Fought on 17 July 1453, the Battle of Castillon ended the HUNDRED YEARS WAR and stripped England of all its holdings in FRANCE except the town of CALAIS.
After their conquest of Normandy in 1450, the French focused their energy and resources on Gascony, a province of southwestern France that had been an English possession for almost 300 years. As an army of 7,000 marched south from Normandy, other French forces besieged the fortresses protecting Bordeaux, the Gascon capital, while a joint French, Spanish, and Breton fleet blockaded the mouth of the Gironde to prevent the English from relieving the city. Isolated and outnumbered, the English garrison in Bordeaux surrendered on 29 June 1451. A severe blow to English national pride and to the popularity of HENRY VI's government, the loss of Bordeaux was reversed in October 1452, thanks to the English sympathies of some of the Gascon nobility and the military skill of John Talbot, earl of Shrewsbury (c. 1384-1453), the most famous and successful English soldier of the time. Within months of reentering Bordeaux on 23 October, Shrewsbury had restored English control to most of Gascony.

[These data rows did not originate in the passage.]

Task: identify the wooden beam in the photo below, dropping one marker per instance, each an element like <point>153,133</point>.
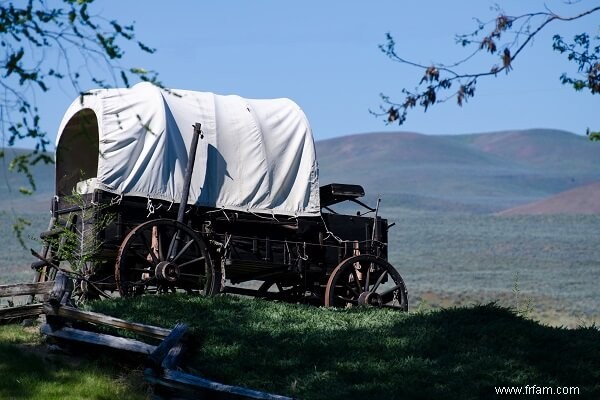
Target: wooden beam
<point>191,383</point>
<point>29,310</point>
<point>170,341</point>
<point>24,289</point>
<point>99,339</point>
<point>101,319</point>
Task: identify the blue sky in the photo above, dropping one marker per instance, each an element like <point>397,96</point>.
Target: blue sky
<point>324,55</point>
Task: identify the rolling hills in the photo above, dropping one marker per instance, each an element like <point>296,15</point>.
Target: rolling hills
<point>475,173</point>
<point>444,193</point>
<point>480,173</point>
<point>581,200</point>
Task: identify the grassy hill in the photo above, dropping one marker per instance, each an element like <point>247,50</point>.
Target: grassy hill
<point>317,353</point>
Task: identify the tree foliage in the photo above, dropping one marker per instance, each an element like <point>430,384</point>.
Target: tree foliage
<point>45,45</point>
<point>505,37</point>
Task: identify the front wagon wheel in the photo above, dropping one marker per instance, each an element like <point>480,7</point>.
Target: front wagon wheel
<point>366,280</point>
<point>163,256</point>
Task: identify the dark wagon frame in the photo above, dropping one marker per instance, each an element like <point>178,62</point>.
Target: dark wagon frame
<point>149,246</point>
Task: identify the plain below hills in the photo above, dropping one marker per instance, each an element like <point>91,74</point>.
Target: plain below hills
<point>474,173</point>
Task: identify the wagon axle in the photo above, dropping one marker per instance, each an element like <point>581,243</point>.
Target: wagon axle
<point>167,271</point>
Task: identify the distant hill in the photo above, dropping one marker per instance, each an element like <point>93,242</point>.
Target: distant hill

The military victory in France, followed by news of Queen MARGARET OF ANJOU's pregnancy, placed Henry VI and his chief minister, Edmund BEAUFORT, duke of Somerset, in the strongest political position they had enjoyed since 1450. On the other hand, Somerset's chief rival, Richard PLANTAGENET, duke of York, already humiliated by the failure of his uprising at DARTFORD in February 1452, was further isolated by the government's newfound success and popularity. However, CHARLES VII was determined to retake and hold Gascony, and by the early summer of 1453 he had reestablished the naval blockade of the Gironde, thereby threatening Bordeaux with starvation. The English government realized the precariousness of Shrewsbury's position, and undertook feverish efforts to collect men, money, and shipping. However, French ARTILLERY made all this activity unavailing. On 17 July near Castillon east of Bordeaux, Shrewsbury attacked a strong French position protected by cannon. The enemy guns cut the English to pieces, killing Shrewsbury and his son and ending English rule in Gascony forever. News of the battle not only left Somerset's government saddled with blame for losing the province, it may also have triggered Henry VI's mental collapse, for the king's illness descended upon him in early August 1453, about the time he would have been informed of the disaster. The king's incapacity revived York's political fortunes, further depressed those of Somerset, and dangerously intensified the rivalry between the two dukes, which, in turn, fostered the violence and political instability that led to the WARS OF THE ROSES.
Further Reading: Griffiths, Ralph A., The Reign of King Henry VI (Berkeley: University of California Press, 1981); Pollard, A. J., John Talbot and the War in France, 1427-1453 (London: Royal Historical Society, 1983); Wolffe, Bertram, Henry VI (London: Eyre Methuen, 1981).